An investigation by engineers from NASA and Lockheed Martin, which built the OSIRIS-REx spacecraft and sample return vehicle, found that the mission’s construction plan was not specific enough in directing engineers to assemble the return capsule. did.
“In the design plans for the system, the word ‘main’ was used inconsistently between the device transmitting the electrical signals and the device receiving the signals,” NASA said in a statement. “On the signal side, ‘main’ meant the main parachute. By contrast, on the receiver side, ‘main’ referred to the fireworks ignited to release the cover of the parachute canister and deploy the drogue.” It was used as a thing.
“Engineers connected the two mains, which caused the parachute to deploy out of order,” NASA said in a statement.
Lauretta said scientists are continuing to analyze asteroid material delivered by OSIRIS-REx.
In preliminary analysis of some of the dust, scientists found about 5 percent carbon by mass, and the material was found to be rich in water in the form of hydrated clay minerals. It is very plausible that asteroids like Bennu billions of years ago provided much of the water that is now in Earth’s oceans, lakes, and rivers.

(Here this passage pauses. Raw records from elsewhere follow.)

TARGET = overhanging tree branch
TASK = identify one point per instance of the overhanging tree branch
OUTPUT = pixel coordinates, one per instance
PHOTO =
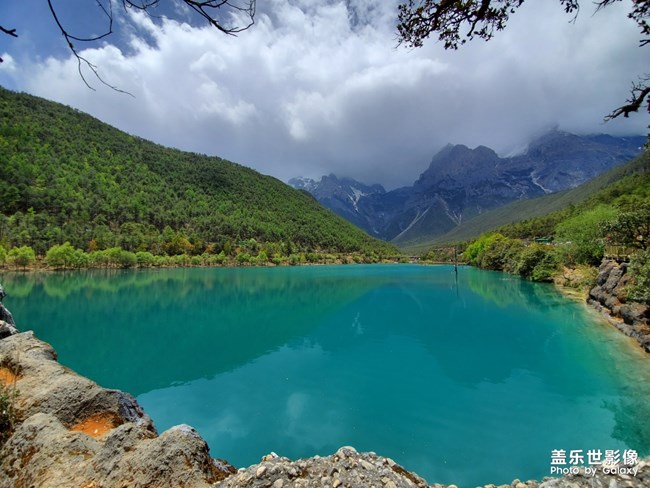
(448, 19)
(243, 11)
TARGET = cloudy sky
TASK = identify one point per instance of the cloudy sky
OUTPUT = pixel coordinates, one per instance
(321, 86)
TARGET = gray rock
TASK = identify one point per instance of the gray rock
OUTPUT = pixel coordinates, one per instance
(76, 433)
(7, 329)
(5, 315)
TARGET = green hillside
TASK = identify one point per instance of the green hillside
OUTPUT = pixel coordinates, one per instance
(610, 217)
(69, 177)
(524, 210)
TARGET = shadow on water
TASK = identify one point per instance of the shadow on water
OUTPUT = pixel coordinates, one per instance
(443, 375)
(175, 324)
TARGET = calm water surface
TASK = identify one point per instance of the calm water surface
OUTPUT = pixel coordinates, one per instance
(470, 384)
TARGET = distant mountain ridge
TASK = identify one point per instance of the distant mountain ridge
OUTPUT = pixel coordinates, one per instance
(461, 183)
(67, 176)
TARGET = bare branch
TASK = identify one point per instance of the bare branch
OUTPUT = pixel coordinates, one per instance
(208, 9)
(11, 32)
(639, 93)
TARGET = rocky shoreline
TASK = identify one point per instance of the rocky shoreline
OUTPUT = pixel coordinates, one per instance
(70, 432)
(609, 296)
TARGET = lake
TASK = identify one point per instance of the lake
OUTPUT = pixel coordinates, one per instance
(468, 381)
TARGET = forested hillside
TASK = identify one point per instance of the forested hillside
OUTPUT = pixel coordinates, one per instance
(66, 176)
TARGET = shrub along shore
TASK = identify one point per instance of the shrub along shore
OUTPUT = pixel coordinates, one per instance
(247, 253)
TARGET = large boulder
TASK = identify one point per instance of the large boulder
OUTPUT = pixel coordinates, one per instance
(72, 432)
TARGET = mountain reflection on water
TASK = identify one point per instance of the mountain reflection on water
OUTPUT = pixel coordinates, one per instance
(470, 384)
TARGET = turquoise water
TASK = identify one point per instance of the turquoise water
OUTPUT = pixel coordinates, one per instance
(470, 384)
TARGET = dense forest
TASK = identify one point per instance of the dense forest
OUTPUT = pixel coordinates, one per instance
(612, 221)
(75, 184)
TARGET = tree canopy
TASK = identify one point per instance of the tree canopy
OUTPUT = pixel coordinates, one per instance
(455, 22)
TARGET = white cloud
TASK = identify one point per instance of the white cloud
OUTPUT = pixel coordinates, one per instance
(316, 87)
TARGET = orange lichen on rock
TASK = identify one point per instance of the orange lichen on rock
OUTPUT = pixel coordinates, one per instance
(97, 425)
(7, 377)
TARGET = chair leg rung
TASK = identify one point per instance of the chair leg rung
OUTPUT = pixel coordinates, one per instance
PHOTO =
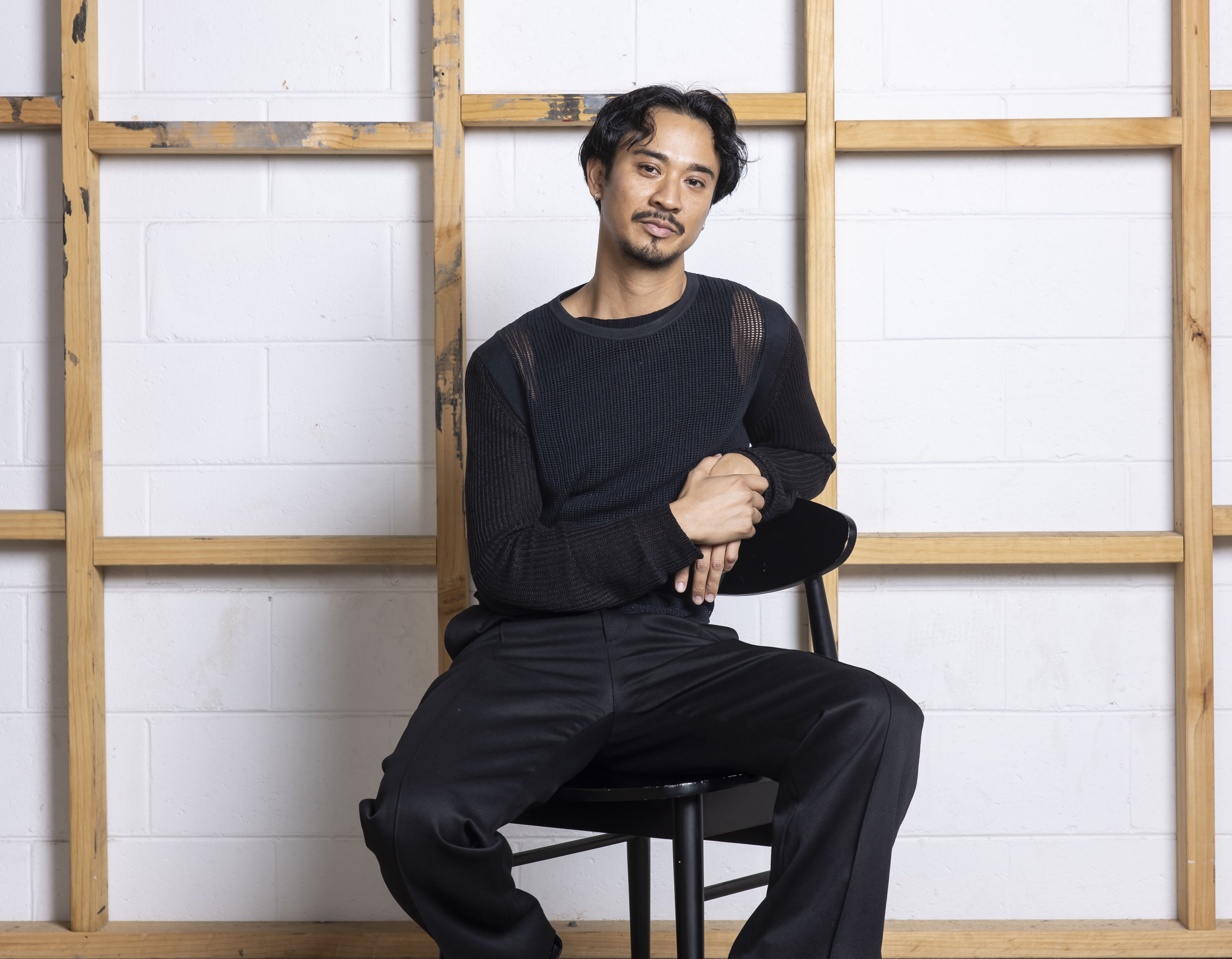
(736, 885)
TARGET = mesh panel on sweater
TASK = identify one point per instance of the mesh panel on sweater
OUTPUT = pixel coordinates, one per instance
(579, 436)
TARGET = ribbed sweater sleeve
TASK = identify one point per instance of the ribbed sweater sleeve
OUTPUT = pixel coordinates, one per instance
(567, 567)
(790, 443)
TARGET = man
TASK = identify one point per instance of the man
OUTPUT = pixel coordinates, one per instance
(623, 440)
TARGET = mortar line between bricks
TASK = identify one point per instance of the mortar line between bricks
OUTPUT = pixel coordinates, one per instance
(274, 343)
(271, 219)
(267, 464)
(884, 94)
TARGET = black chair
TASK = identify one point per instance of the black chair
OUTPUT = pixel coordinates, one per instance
(800, 546)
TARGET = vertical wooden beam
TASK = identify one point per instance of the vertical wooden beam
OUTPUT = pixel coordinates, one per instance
(449, 237)
(1192, 464)
(820, 336)
(83, 471)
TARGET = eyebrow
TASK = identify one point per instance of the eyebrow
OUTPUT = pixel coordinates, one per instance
(663, 158)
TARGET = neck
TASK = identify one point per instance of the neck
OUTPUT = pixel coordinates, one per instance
(623, 288)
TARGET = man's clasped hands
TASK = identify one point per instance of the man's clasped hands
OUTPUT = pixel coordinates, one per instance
(719, 506)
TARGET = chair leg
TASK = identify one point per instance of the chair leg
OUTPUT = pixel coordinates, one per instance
(690, 887)
(640, 897)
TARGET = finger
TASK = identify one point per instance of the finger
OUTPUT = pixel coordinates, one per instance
(701, 570)
(716, 571)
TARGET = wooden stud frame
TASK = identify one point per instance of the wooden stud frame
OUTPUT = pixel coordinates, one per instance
(84, 138)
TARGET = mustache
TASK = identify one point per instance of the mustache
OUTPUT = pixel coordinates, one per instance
(664, 216)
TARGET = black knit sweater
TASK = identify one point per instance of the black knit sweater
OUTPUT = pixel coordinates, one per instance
(581, 433)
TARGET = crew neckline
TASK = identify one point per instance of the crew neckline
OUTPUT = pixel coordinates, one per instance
(625, 333)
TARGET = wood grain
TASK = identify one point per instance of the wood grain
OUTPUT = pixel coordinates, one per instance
(449, 246)
(21, 524)
(1221, 105)
(578, 110)
(935, 940)
(1192, 464)
(265, 551)
(30, 113)
(820, 272)
(286, 137)
(83, 471)
(944, 549)
(883, 136)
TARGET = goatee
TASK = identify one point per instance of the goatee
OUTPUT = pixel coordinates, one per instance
(650, 256)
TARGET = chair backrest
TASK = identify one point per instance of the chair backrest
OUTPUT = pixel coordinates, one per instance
(800, 546)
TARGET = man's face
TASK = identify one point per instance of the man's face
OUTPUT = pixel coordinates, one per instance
(656, 200)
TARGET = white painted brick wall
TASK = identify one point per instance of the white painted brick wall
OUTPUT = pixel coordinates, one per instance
(1003, 326)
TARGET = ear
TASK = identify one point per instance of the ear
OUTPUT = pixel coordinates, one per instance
(597, 175)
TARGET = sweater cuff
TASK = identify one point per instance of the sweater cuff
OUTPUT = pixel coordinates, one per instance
(664, 544)
(768, 474)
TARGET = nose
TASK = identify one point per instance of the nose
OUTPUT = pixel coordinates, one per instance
(667, 196)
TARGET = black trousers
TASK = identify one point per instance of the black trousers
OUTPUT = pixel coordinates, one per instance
(526, 705)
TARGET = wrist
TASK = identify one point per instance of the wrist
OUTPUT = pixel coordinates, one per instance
(736, 463)
(682, 514)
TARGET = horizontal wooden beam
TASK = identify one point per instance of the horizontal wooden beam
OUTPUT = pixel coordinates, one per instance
(30, 113)
(947, 549)
(35, 524)
(891, 136)
(935, 940)
(578, 110)
(1053, 940)
(211, 137)
(265, 551)
(1221, 106)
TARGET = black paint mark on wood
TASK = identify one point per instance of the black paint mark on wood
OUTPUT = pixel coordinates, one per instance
(449, 391)
(79, 24)
(572, 109)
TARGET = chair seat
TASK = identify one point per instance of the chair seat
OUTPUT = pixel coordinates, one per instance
(604, 786)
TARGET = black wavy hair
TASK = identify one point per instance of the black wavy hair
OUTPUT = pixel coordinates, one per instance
(630, 114)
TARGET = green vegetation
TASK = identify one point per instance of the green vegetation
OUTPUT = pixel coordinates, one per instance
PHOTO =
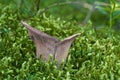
(95, 54)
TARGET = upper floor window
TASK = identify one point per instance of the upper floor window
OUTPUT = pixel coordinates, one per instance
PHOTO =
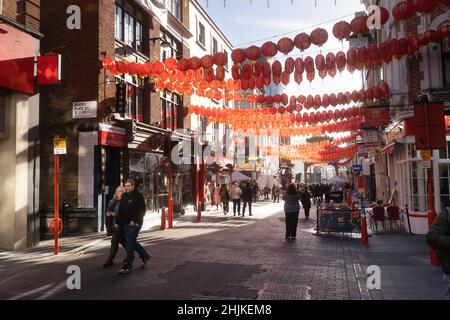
(215, 46)
(174, 7)
(129, 30)
(201, 34)
(446, 62)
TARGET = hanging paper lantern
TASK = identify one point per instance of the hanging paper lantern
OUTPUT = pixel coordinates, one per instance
(298, 77)
(359, 26)
(277, 69)
(220, 59)
(269, 49)
(238, 56)
(320, 62)
(426, 6)
(413, 44)
(319, 37)
(342, 30)
(236, 72)
(285, 78)
(363, 55)
(302, 41)
(253, 53)
(341, 61)
(404, 10)
(309, 65)
(285, 45)
(195, 63)
(289, 65)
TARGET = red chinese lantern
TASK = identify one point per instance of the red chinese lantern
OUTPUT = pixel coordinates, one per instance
(341, 61)
(426, 6)
(299, 66)
(319, 37)
(207, 61)
(253, 53)
(238, 56)
(342, 30)
(285, 45)
(269, 49)
(359, 26)
(195, 63)
(363, 55)
(320, 62)
(277, 69)
(289, 65)
(309, 65)
(413, 44)
(302, 41)
(404, 10)
(220, 59)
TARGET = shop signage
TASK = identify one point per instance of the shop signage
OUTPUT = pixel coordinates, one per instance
(376, 117)
(429, 128)
(84, 110)
(59, 146)
(110, 136)
(447, 123)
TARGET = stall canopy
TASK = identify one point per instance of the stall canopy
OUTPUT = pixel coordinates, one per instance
(239, 177)
(268, 181)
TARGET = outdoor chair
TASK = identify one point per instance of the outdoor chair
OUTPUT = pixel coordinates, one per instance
(394, 216)
(378, 216)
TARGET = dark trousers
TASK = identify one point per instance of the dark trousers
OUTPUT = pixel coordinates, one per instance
(226, 207)
(131, 233)
(237, 205)
(307, 212)
(291, 224)
(245, 207)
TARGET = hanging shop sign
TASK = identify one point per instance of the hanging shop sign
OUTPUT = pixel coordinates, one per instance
(110, 136)
(84, 110)
(376, 117)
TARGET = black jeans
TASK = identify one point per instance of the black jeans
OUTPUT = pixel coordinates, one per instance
(291, 224)
(245, 207)
(307, 212)
(237, 205)
(116, 239)
(226, 206)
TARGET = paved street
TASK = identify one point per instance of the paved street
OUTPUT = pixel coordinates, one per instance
(229, 258)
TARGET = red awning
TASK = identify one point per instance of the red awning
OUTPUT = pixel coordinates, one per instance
(389, 149)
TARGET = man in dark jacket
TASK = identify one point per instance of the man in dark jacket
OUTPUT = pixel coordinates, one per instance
(247, 195)
(131, 217)
(439, 238)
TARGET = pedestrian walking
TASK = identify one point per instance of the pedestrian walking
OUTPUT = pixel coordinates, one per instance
(236, 194)
(247, 195)
(439, 238)
(217, 199)
(277, 195)
(305, 198)
(225, 198)
(291, 209)
(131, 217)
(113, 227)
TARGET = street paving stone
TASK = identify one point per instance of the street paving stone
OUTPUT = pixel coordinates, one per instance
(226, 257)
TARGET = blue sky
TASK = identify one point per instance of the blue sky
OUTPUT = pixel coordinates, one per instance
(244, 21)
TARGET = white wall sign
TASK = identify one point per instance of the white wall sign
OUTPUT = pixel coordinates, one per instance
(85, 110)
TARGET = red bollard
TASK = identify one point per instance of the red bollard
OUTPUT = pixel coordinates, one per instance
(364, 234)
(163, 219)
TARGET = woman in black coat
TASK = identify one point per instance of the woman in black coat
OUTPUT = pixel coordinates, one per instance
(305, 198)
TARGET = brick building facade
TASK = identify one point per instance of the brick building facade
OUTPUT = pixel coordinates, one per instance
(125, 30)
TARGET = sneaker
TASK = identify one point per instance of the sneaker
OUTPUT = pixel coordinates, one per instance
(125, 270)
(145, 261)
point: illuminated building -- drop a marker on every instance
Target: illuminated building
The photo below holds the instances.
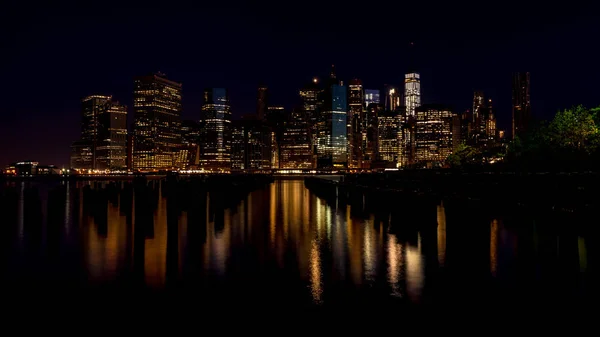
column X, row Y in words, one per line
column 355, row 123
column 406, row 140
column 262, row 102
column 370, row 137
column 103, row 135
column 250, row 145
column 275, row 119
column 295, row 147
column 157, row 125
column 521, row 105
column 371, row 97
column 332, row 141
column 111, row 151
column 412, row 92
column 312, row 104
column 434, row 129
column 92, row 107
column 392, row 98
column 216, row 136
column 490, row 127
column 190, row 144
column 82, row 155
column 388, row 124
column 482, row 127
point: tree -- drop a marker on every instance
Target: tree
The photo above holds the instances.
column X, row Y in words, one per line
column 574, row 129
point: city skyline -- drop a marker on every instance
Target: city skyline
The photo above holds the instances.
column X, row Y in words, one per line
column 449, row 70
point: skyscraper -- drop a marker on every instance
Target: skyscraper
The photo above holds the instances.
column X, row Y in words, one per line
column 332, row 131
column 157, row 125
column 355, row 122
column 310, row 101
column 216, row 137
column 412, row 92
column 521, row 105
column 91, row 109
column 262, row 101
column 111, row 148
column 295, row 147
column 434, row 132
column 371, row 97
column 388, row 124
column 103, row 142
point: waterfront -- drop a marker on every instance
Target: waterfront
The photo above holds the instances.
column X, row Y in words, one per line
column 284, row 246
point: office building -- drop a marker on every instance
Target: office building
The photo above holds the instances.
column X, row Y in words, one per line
column 295, row 147
column 412, row 92
column 434, row 131
column 216, row 136
column 157, row 125
column 521, row 104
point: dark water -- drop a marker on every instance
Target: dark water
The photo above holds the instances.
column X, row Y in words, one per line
column 285, row 247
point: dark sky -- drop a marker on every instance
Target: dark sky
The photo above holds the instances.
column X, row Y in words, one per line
column 55, row 54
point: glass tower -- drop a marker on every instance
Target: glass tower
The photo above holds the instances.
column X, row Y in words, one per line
column 157, row 126
column 216, row 138
column 412, row 92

A team tasked with retrieving samples from the capsule at NASA’s Johnson Space Center in Houston encountered problems opening some of the clasps sealing the asteroid material inside the main collection chamber. While the research team was working on a new plan to collect all the asteroid specimens stored inside, they were unable to find large pieces, including one about 1.2 inches (3 centimeters) long, taken directly from Bennu using tweezers. I took out some.
“Organic chemistry looks great,” Lauretta said.